Why the $69 Flights to Europe are Too Good to Be True
About those $69 flights from the U.S. to Europe … where they at? It’s been more than a year since Norwegian Air CEO Bjørn Kjos announced plans to sell one-way tickets between the U.S. and Europe for the lowball price of $69. Immediately, skepticism ran rampant about whether or not the prices were too good to be true.
The ticket price is deceiving – no surprise there
Most airlines wouldn’t launch a new initiative that isn’t also fiscally responsible — and Norwegian Air is no different. The advertised $69 fee is for a one-way ticket only, according to Kjos and reported by NBC News. However, that’s less than half the story since round-trip tickets under the new pricing scheme would amount to $300. Round-trip fares for the same route currently average around $500 with the airline.
While Norwegian Air ranks favorably in the AirHelp Score, a ranking of airlines worldwide, it’s still a low-budget airline whose policies pass on heavy fees to passengers. Fees include $50 for checked luggage and there are additional surcharges for refreshments, window seats and more.
A few bumps in the Norwegian Air
Likewise, low-cost, transatlantic tickets are only feasible to the airline when the destination airports have low fees and little to no current international service. Norwegian Air has one of the newest fleets in the world, allowing it to manage low-ball ticket prices, and the U.S. Department of Transportation has extended the deadline for the airline to submit applications for flight permits. The lesser-known airports aren’t as easily accessible to major metropolitan areas, again adding more costs to the passenger in the form of ground transportation.

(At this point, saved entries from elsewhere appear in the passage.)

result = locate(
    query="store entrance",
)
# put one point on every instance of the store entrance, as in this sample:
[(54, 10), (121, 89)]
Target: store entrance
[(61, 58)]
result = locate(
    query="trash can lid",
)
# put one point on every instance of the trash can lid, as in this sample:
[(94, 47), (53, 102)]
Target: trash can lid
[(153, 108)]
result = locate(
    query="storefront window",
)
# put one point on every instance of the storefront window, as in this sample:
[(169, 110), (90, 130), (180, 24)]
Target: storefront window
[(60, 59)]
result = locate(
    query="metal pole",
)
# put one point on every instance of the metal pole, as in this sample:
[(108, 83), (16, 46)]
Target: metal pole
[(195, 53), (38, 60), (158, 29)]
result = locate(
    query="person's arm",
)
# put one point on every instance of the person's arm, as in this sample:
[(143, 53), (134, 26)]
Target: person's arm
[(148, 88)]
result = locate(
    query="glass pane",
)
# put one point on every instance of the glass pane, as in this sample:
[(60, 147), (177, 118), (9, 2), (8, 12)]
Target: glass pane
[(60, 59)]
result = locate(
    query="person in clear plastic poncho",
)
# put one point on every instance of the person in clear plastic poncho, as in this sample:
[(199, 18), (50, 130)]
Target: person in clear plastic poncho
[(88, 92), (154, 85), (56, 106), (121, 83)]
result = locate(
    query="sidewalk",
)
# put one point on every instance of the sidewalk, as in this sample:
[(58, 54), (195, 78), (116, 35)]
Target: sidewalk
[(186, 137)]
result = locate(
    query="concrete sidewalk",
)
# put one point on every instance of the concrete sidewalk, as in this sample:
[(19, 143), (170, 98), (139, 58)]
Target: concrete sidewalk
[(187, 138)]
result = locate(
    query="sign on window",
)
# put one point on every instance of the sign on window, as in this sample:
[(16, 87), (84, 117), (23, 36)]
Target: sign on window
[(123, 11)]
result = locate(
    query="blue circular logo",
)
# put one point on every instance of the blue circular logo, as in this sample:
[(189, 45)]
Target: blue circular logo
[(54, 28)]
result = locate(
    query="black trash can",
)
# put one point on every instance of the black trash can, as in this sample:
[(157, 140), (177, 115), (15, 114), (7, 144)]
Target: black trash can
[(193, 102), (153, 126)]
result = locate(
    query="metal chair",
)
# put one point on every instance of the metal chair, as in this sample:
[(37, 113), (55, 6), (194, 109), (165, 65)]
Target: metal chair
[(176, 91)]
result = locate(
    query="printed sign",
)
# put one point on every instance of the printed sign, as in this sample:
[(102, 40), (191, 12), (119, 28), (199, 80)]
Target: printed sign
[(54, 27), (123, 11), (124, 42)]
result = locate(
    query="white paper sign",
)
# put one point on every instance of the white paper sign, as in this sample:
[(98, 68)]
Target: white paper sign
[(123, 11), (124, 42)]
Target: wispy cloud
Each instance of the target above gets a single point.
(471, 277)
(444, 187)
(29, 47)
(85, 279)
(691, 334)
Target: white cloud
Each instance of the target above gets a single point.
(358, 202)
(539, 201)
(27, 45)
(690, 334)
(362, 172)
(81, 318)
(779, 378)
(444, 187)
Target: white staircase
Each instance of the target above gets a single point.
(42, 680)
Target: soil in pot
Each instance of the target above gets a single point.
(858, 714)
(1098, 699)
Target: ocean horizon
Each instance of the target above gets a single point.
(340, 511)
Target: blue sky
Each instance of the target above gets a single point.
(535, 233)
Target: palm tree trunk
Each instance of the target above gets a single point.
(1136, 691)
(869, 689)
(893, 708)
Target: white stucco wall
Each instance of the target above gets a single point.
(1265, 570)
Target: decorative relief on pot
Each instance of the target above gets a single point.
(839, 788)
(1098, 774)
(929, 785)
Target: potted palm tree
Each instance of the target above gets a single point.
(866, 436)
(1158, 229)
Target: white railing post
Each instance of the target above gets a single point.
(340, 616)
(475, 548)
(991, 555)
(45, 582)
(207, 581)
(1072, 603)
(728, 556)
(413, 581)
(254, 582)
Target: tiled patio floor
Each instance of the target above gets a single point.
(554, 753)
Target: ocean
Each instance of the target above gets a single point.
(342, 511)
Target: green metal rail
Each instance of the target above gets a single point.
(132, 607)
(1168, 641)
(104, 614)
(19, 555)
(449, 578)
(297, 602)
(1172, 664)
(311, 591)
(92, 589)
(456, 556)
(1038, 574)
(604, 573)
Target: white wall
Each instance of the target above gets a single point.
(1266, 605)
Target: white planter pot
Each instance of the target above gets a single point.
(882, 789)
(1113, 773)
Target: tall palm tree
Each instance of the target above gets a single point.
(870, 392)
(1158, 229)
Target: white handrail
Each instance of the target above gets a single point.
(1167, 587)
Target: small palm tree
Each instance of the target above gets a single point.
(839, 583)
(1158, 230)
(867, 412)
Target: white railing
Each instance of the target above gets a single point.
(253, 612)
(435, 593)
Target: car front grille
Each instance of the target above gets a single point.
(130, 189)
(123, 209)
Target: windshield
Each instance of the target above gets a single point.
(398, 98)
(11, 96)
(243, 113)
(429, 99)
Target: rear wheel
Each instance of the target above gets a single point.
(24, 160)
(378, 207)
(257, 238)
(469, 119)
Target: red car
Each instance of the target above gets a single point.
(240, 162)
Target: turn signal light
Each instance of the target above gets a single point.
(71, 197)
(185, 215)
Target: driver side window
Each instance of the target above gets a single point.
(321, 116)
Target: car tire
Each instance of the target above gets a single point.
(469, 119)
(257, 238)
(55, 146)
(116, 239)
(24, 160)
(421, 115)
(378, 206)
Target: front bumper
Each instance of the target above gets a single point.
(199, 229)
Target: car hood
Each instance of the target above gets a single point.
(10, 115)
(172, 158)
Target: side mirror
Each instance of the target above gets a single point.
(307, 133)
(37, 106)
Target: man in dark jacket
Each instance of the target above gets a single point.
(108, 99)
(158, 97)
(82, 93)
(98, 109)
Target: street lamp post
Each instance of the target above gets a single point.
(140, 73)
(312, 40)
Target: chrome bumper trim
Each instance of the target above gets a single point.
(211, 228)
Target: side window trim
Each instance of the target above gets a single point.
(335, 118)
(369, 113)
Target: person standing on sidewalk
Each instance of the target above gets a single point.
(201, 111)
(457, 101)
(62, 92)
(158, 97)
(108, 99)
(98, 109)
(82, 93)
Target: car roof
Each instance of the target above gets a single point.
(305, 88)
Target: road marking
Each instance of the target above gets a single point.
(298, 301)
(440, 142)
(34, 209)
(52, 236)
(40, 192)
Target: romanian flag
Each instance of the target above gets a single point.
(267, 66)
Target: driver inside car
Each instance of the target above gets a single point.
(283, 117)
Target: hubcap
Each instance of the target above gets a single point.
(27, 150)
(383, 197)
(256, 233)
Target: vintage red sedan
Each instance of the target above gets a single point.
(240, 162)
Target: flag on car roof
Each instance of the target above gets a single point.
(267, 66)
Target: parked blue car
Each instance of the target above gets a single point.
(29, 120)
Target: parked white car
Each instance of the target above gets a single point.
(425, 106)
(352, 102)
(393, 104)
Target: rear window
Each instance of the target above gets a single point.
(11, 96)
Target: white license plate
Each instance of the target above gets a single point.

For instance, Norwegian Air is vetting New York’s Westchester County Airport, Connecticut’s Bradley International Airport and Boston Logan International Airport for flights to Norway, Sweden, Denmark, Germany, Spain and the UK. However, ground transportation costs to the New York-based airports could total $70 one-way — more than double the initial cost of the airfare ticket.
See how the airlines rank against each other in the AirHelp Score
By comparison, Norwegian Air’s competitors have run deals in the past that are comparable to their proposed structure. Air Canada offered EU-U.S. flights for as low as $211 and Iceland’s low-cost airline, WOW air has sold tickets for around $150, according to Mashable.
Don’t hold your breath for Norwegian’s new Boeing 737 MAX 8
Nevertheless, the move is part of a larger play to cut out a piece of the transatlantic pie currently dominated by traditional airline carriers.
However, all grand plans are contingent on the fulfillment of new aircraft — the new Boeing 737 MAX 8 — because they are smaller than most transatlantic planes and are better suited for smaller airports.
Thomas Ramdahl, Norwegian Air’s chief commercial officer, said he expects the fleet of 100 planes to be delivered in Q3 2017, but representatives from Boeing said the planes could be finished as early as March 2017, according to Business Insider.
Problem is … the planes are still nowhere in sight and no definitive date of arrival has been announced.
Too many variables are still floating around before Norwegian Air’s plan can come to fruition anytime soon. The good news is the more carriers offering low-price tickets across the Atlantic, the better for the traveler at the end of the day.